Altogether, these data support our results on MITF p.E318K frequency in sporadic RCC and therefore argue for their validity. In conclusion, the MITF p.E318K mutation only plays a minor role in the development of sporadic RCC.

Despite the rarity of MITF mutations, they might trigger RCC development in specific cases, as mutated MITF displays enhanced binding to the HIF1-α promoter and has been shown to increase HIF1-α promoter activity. Moreover, MITF also acts as a transcription factor and is able to directly control MET transcription [20]. Activating mutations in the MET proto-oncogene are especially frequent in papillary type 1 RCC (about 15%) [21]. These mutations lead to activation of several pathways resulting in, for example, tumor cell proliferation, invasion, and angiogenesis. Mutations in MITF interrupting its controlled degradation might constantly increase MET transcription and result in similar effects as mutational MET activation. It is conceivable that this effect, in combination with additional harmful events, makes a cell prone to malignant transformation. This is supported by the recent description of an actin gamma 1 (ACTG1)-MITF fusion in a case of papillary RCC [22]. In vitro studies of this fusion protein revealed an induction of, for example, HIF1-α and MET transcription in HEK293T cells, and an increased colony-forming ability in NIH3T3 cells.

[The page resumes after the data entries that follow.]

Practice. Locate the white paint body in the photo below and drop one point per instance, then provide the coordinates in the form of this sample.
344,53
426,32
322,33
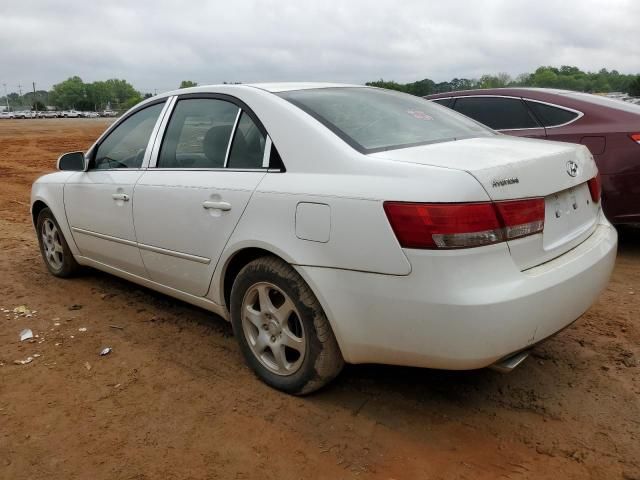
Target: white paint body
457,309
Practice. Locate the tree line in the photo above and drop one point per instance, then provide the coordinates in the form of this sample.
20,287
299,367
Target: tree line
566,77
119,94
73,93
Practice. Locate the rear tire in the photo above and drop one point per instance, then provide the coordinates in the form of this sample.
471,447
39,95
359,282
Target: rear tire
283,333
53,246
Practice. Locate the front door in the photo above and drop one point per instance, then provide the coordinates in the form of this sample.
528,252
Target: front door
209,163
99,201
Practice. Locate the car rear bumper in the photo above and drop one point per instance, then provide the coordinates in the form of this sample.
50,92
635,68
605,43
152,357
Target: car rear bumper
461,309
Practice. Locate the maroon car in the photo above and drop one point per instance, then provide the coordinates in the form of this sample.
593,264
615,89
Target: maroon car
609,128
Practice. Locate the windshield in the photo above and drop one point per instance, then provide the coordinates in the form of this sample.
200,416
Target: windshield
373,120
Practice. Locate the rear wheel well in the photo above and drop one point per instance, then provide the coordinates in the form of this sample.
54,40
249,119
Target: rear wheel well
237,263
36,209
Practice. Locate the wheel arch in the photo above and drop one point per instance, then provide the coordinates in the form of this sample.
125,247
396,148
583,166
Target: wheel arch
237,260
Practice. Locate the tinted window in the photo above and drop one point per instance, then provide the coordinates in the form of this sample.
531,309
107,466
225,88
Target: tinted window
445,102
247,149
551,116
125,146
198,134
371,119
497,113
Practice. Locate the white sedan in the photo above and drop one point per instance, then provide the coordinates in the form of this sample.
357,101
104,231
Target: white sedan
335,223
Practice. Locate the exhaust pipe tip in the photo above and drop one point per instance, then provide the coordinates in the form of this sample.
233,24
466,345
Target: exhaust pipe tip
511,362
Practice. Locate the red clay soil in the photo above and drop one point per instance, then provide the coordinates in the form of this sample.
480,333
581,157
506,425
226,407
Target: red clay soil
175,400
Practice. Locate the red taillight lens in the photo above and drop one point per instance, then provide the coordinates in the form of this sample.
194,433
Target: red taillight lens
595,187
521,217
463,225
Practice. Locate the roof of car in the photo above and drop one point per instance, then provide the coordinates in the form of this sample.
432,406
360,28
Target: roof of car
499,91
269,87
290,86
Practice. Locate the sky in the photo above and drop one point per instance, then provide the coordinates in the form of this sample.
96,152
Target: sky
154,44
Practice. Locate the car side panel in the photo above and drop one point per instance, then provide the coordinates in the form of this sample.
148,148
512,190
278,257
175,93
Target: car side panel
359,236
49,189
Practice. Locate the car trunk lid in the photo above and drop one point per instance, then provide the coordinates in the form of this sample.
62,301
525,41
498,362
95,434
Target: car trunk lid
514,168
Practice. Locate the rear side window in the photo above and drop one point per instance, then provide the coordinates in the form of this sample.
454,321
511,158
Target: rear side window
198,134
551,116
497,112
247,149
124,147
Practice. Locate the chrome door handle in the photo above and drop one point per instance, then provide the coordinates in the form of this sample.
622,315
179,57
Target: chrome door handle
210,205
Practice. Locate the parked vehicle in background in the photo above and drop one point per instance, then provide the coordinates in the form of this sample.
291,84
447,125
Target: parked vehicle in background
24,114
48,114
334,223
609,127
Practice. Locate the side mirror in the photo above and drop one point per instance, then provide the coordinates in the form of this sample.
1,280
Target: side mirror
73,162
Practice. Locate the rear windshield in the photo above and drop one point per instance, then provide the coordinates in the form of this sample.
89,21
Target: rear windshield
605,101
373,120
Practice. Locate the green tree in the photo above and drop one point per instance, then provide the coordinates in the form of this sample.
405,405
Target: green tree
68,94
122,93
634,87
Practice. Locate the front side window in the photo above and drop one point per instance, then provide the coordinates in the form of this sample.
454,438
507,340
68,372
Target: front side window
551,116
371,119
124,147
198,134
497,112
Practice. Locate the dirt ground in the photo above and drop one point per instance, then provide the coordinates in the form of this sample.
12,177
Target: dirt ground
174,399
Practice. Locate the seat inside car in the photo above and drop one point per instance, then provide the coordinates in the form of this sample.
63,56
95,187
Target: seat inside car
214,146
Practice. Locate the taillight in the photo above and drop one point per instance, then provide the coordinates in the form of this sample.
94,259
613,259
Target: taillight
595,188
463,225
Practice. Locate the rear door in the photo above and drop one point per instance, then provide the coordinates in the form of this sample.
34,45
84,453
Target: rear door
98,202
508,115
210,160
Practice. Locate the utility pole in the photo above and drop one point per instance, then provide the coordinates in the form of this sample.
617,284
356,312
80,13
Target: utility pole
6,97
35,100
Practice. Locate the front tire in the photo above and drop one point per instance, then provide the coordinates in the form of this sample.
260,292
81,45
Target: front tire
283,333
53,246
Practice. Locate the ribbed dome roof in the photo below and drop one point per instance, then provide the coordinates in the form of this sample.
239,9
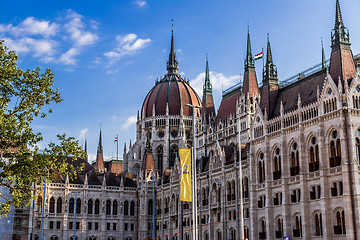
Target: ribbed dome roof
172,90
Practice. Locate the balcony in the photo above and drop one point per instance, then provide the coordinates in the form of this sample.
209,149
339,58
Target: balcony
277,175
314,166
278,234
335,161
294,171
262,235
297,232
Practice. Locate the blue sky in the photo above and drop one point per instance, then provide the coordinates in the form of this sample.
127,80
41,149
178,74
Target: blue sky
106,55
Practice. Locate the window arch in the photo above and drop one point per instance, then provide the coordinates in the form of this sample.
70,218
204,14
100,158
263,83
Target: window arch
335,149
277,164
232,234
90,206
78,206
318,224
160,155
132,208
115,207
59,205
126,208
314,155
340,227
97,206
261,168
294,157
71,205
52,205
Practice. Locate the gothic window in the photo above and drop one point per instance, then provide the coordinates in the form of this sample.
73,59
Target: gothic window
335,150
314,155
132,208
232,234
261,168
150,207
71,205
126,208
160,154
340,227
174,153
294,157
52,205
297,231
78,206
115,207
318,224
59,205
277,164
90,205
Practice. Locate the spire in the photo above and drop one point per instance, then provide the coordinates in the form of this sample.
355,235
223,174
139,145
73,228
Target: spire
207,88
270,71
99,165
249,61
340,34
172,63
323,55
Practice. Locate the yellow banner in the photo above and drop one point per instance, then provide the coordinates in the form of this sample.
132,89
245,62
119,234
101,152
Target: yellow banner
185,183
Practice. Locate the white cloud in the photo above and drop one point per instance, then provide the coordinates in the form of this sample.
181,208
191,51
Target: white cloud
218,80
75,27
140,3
129,44
68,57
129,122
83,133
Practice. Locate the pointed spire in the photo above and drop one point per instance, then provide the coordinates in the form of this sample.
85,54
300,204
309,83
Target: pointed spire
172,63
249,61
323,55
340,34
270,71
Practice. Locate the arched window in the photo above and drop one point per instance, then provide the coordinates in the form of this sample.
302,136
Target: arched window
232,234
245,187
318,224
108,207
218,235
71,205
261,168
279,228
160,155
174,153
150,207
115,207
294,156
340,227
52,205
90,206
78,206
297,231
335,149
97,206
132,208
277,164
228,191
314,155
126,208
59,205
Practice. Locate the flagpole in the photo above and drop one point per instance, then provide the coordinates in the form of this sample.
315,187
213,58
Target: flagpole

These data gave the first evidence for a similar tumorigenic potential of MITF fusion proteins as is attributed to TFE3 fusions.

In summary, the MITF p.E318K mutation does not seem to play a major role in sporadic RCC development in Caucasians, but is possibly restricted to a rare subpopulation of inherited RCC. Nonetheless, in general, MITF alterations might contribute to the development of sporadic RCC as they affect targets already known to be involved in RCC pathobiology.

The authors thank Verena Popp, Karina Kalb, Claudia Knoll, and Nina Oks for excellent technical assistance.

The authors have no conflict of interest.